If you find the new property first, a reverse exchange lets you acquire before you sell. It is only nominally more expensive, often just a few thousand dollars that blend into closing costs, and it removes the pressure of a fire sale. A real option worth keeping open.
Renting the replacement home to family can work, but the details matter. We will point you to the right 1031 accommodator and counsel so it is structured cleanly from day one. (We coordinate the real estate; your tax and legal advisors confirm the structure.)
We structure timelines, deposits, and contingencies specifically to protect your exchange windows, something a residential agent simply is not set up to do.

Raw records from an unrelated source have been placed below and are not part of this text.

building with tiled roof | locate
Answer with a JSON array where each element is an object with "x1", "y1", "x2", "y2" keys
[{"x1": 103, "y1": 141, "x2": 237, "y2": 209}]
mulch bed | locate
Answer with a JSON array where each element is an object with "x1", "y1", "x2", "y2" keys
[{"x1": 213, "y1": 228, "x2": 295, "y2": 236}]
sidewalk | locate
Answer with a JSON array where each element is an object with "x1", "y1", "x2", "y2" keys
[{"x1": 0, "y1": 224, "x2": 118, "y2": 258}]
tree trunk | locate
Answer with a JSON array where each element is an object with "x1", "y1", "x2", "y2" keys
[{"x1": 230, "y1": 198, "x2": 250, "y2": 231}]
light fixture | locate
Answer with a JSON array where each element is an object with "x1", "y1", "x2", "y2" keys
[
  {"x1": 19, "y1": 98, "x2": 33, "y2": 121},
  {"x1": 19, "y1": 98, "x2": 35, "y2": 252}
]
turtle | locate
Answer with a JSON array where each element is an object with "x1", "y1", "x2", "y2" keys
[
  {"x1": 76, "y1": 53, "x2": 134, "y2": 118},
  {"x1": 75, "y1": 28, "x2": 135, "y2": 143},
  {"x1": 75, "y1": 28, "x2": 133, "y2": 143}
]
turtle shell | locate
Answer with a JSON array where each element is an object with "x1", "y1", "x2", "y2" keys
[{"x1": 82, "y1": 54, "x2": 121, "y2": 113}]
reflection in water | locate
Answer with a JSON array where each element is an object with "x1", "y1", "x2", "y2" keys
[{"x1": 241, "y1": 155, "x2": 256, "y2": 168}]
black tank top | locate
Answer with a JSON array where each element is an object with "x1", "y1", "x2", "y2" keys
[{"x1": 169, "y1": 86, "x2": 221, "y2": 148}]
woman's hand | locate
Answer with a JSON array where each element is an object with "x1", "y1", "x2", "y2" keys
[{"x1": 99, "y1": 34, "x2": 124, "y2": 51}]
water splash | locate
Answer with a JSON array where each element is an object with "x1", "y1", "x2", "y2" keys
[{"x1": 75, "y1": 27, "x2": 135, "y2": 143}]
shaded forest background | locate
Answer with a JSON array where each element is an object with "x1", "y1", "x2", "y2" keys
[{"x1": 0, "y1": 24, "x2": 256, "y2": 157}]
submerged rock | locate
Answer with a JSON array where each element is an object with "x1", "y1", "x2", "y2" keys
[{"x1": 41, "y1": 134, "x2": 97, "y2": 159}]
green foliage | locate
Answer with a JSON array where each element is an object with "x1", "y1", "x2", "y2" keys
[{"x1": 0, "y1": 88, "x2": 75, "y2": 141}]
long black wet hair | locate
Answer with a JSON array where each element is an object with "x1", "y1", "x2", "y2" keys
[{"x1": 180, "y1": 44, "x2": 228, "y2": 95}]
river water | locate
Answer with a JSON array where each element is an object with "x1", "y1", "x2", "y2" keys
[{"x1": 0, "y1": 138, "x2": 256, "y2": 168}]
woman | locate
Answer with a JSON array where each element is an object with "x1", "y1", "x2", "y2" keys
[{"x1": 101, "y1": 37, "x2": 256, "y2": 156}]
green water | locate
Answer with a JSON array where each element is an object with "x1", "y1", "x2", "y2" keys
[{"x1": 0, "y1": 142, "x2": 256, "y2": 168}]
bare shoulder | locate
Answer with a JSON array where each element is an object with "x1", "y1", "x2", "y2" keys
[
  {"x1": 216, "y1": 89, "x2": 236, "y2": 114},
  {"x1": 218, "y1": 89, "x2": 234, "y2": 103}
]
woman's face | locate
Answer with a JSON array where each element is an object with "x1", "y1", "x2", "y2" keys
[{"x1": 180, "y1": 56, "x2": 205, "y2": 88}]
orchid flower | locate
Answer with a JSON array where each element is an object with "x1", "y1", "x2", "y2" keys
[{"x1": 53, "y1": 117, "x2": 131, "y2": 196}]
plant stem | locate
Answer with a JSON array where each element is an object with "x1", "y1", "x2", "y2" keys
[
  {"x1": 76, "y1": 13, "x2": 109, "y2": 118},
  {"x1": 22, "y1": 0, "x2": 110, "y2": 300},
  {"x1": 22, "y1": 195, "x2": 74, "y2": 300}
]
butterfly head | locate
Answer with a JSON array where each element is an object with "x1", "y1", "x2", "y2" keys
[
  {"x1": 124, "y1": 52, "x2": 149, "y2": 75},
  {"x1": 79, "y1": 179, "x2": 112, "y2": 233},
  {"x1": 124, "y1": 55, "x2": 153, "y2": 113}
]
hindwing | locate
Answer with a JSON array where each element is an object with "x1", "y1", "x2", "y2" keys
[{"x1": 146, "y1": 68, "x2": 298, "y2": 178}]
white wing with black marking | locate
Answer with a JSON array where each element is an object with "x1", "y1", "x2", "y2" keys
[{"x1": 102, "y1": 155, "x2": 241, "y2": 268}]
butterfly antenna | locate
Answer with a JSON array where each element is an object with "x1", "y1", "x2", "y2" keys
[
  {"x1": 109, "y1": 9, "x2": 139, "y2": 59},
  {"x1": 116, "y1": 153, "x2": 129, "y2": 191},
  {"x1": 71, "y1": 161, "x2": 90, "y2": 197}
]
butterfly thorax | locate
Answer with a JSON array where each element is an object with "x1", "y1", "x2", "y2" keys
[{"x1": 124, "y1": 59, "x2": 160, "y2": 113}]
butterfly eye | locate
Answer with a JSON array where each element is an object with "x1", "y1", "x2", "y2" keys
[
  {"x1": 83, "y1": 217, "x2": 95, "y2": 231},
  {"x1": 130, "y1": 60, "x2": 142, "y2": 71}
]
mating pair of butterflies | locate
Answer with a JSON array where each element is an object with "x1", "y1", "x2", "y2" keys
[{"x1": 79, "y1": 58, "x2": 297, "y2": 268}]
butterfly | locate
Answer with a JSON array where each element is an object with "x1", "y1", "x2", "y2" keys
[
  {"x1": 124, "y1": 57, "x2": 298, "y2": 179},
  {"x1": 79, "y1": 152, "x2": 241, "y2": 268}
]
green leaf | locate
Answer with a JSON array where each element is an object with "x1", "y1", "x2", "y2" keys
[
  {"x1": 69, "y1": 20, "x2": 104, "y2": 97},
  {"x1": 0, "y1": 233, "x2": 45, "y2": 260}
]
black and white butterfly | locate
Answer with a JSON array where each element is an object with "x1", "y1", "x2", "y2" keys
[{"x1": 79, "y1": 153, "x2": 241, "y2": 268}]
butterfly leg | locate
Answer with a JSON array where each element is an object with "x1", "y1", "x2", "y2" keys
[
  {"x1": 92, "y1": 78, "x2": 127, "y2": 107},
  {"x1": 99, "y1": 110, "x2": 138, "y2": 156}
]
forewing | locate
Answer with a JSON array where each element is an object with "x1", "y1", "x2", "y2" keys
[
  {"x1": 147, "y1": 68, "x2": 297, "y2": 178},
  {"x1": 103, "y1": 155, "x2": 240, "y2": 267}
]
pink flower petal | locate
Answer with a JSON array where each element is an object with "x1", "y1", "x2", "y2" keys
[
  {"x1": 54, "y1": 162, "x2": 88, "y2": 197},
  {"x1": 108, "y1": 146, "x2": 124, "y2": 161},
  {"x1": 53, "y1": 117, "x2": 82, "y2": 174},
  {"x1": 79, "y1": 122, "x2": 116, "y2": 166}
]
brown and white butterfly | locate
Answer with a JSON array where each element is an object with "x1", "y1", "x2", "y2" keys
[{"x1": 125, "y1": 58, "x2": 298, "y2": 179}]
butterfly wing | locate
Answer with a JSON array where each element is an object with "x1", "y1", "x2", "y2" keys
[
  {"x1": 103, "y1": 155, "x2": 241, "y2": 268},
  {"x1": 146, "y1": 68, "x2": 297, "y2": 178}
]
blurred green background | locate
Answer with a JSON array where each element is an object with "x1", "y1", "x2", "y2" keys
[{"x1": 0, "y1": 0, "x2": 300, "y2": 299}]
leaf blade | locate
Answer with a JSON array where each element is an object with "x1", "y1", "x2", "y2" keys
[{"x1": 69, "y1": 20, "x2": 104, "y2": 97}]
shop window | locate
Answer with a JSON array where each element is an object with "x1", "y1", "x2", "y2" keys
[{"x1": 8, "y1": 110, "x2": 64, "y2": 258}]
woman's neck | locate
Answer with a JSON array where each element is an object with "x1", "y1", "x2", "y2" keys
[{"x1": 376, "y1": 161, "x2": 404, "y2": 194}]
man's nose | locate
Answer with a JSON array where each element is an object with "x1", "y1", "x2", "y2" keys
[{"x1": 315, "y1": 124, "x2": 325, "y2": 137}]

Broker competence is the priority you identified, and we welcome the diligence. We are glad to connect you with current and recently-closed clients, including sellers who have completed their own 1031 exchanges, so the team can be assessed directly on reliability, capability, and the day-to-day experience of the engagement.
On engagement, the offering memorandum is drafted for review and the property is fully live within roughly a week. The team coordinates photography, the due-diligence folder, and the simultaneous marketing launch so the asset reaches the full buyer pool at once.